Titans details the Titans remaining on Earth during the tournament to evacuate the human population, eventually rehoming much of Earth's population to Gemworld. This story arc ran from issue #28 to issue #32.

Aquaman Volume 9 #11 serves as a prelude to the main DC K.O. storyline, about Aquaman learning of a connection between Darkseid and the Dark Tide. Issues of Aquaman tied into DC K.O. until issue #14.

Superman Volume 6 involves Superman, and Lois Lane discovering secrets about Darkseid that relate to the end of Krypton. Superboy-Prime returns to save Lois from Darkseid's Legion, and convinces Time Trapper to help Superman. This story arc ran from issue #31 to issue #35.

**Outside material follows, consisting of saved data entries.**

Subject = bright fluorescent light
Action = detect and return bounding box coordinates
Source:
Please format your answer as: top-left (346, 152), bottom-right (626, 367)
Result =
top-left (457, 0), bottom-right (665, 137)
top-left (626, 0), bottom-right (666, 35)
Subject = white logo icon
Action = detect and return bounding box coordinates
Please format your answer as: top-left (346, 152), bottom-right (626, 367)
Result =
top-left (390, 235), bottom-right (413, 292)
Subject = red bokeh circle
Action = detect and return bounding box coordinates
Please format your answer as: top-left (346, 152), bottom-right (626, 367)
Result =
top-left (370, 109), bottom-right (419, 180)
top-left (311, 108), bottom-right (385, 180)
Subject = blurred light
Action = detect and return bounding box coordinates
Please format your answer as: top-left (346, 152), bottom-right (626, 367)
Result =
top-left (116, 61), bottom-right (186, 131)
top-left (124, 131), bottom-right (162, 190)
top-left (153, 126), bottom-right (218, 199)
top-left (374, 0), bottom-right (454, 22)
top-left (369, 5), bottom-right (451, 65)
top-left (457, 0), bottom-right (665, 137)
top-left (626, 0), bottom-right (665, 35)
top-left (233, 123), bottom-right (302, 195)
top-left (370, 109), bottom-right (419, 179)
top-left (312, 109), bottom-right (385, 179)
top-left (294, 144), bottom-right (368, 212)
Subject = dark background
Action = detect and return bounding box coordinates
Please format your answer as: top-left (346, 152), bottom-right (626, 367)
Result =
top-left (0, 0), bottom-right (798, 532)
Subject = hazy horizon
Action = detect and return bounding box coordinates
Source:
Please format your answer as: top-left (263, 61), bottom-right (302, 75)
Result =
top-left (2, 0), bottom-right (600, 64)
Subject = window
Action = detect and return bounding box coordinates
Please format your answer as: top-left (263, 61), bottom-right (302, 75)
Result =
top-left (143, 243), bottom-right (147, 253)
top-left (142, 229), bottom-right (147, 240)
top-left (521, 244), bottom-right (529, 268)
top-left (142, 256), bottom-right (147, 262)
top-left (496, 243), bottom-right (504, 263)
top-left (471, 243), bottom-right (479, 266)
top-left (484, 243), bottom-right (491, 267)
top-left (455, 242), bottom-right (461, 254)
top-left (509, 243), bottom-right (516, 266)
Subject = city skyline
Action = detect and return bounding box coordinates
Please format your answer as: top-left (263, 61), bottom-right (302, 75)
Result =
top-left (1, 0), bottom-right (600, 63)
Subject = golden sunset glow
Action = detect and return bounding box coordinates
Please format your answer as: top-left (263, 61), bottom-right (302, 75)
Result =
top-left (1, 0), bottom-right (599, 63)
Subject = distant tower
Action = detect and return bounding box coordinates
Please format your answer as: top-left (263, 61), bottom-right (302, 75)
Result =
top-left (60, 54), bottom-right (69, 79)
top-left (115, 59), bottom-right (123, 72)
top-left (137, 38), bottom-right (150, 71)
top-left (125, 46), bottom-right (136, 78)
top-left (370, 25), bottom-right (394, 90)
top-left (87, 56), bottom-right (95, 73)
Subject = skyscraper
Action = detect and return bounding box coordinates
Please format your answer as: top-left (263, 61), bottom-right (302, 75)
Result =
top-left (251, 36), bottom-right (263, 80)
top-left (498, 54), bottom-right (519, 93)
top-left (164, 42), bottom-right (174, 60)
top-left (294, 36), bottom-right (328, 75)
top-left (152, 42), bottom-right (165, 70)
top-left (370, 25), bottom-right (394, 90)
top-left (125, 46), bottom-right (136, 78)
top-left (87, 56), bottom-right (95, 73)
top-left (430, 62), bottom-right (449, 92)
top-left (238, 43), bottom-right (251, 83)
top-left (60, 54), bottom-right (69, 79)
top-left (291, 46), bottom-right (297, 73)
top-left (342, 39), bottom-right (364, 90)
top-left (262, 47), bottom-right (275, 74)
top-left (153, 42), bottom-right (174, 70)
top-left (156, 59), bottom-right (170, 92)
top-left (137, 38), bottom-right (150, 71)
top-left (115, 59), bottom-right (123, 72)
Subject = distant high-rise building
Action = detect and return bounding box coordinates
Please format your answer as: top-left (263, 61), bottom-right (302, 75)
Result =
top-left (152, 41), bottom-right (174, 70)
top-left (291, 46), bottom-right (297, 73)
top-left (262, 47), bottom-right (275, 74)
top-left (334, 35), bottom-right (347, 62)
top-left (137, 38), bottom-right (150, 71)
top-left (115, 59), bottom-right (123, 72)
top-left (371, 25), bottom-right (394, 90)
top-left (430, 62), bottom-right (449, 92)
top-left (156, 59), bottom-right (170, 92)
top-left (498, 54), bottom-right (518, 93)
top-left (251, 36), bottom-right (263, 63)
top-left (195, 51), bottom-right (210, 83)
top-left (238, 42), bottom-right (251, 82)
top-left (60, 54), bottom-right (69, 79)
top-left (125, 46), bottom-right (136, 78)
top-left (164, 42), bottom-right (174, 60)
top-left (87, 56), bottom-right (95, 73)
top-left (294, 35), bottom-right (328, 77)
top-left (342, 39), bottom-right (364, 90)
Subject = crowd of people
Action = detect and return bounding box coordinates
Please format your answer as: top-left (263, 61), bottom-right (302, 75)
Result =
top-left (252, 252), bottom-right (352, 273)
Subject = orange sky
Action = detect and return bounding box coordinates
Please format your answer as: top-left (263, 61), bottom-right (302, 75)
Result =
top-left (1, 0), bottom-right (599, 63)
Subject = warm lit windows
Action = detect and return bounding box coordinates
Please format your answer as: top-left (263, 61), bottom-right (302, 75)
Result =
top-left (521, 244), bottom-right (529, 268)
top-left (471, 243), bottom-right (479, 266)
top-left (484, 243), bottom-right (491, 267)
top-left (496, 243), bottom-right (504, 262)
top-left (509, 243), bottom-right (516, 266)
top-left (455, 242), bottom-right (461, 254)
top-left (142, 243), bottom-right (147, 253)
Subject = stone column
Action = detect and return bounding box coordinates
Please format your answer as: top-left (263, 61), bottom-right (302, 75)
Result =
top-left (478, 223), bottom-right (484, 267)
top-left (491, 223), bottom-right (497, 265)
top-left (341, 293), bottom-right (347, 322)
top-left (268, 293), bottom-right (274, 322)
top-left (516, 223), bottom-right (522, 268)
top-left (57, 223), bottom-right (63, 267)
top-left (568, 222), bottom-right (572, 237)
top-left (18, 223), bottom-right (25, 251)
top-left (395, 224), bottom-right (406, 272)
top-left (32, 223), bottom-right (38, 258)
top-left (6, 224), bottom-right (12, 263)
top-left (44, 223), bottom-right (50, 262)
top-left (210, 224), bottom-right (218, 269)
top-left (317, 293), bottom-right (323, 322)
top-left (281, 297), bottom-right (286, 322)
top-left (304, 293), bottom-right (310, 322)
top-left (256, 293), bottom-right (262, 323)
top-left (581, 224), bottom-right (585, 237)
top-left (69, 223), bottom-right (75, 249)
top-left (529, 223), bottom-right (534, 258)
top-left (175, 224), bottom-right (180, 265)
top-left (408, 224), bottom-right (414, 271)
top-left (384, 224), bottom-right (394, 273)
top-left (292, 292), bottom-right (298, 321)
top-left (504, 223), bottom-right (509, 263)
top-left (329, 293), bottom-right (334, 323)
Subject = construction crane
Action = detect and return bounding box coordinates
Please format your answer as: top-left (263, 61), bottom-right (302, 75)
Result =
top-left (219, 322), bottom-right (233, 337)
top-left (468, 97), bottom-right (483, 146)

The Flash Volume 6 contains a tie-in story with Wally West attempting to stop a time-traveling Impulse from destroying the flow of time. In the process, he confronts Darkseid's Legion, who have traveled back in time to stop Barry Allen from becoming the Flash. This storyline ran from issue #26 to issue #30.

Justice League Unlimited Volume 2 has Mister Terrific and several superheroes who were displaced in time during the We are Yesterday storyline journeying to hell to uncover the origin of a signal from one of his devices, which originated from the Earth's core. This story arc concluded with issue #16.

Additionally, several one-shots were published relating to the DC K.O. event, including several "All Fight Month" issues in December, DC K.O. Green Lantern Galactic Slam and DC K.O. The Kids Are All Fight in January, and DC K.O. Boss Battle in February. The latter comic contains several crossover characters from other franchises, including Homelander from The Boys, Sub-Zero from Mortal Kombat, and Red Sonja.

== Titles involved ==
=== Prelude ===
- Justice League Unlimited #10-11
- Superman (vol. 6) #28–30
- Titans (vol. 4) #27
- Justice League: The Omega Act #1

=== Main series ===
- DC K.O. #1–5
- DC K.O.: Knightfight #1–4

=== One-shots ===
- DC K.O.: Boss Battle
- DC K.O.: Green Lantern Galactic Slam
- DC K.O.: Harley Quinn vs. Zatanna
- DC K.O.: The Joker vs. Red Hood
- DC K.O.: The Kids are All Fight Special
- DC K.O.: Superman vs. Captain Atom
- DC K.O.: Wonder Woman vs. Lobo

=== Tie-ins ===
- Aquaman (vol. 9) #11–14
- The Flash (vol. 6) #26–30
- Justice League Unlimited (vol. 2) #12–16
- Superman (vol. 6) #31–35
- Titans (vol. 4) #28–32

== Critical reception ==
According to Comic Book RoundUp, the main storyline received an average rating of 8.3 out of 10 based on 87 reviews.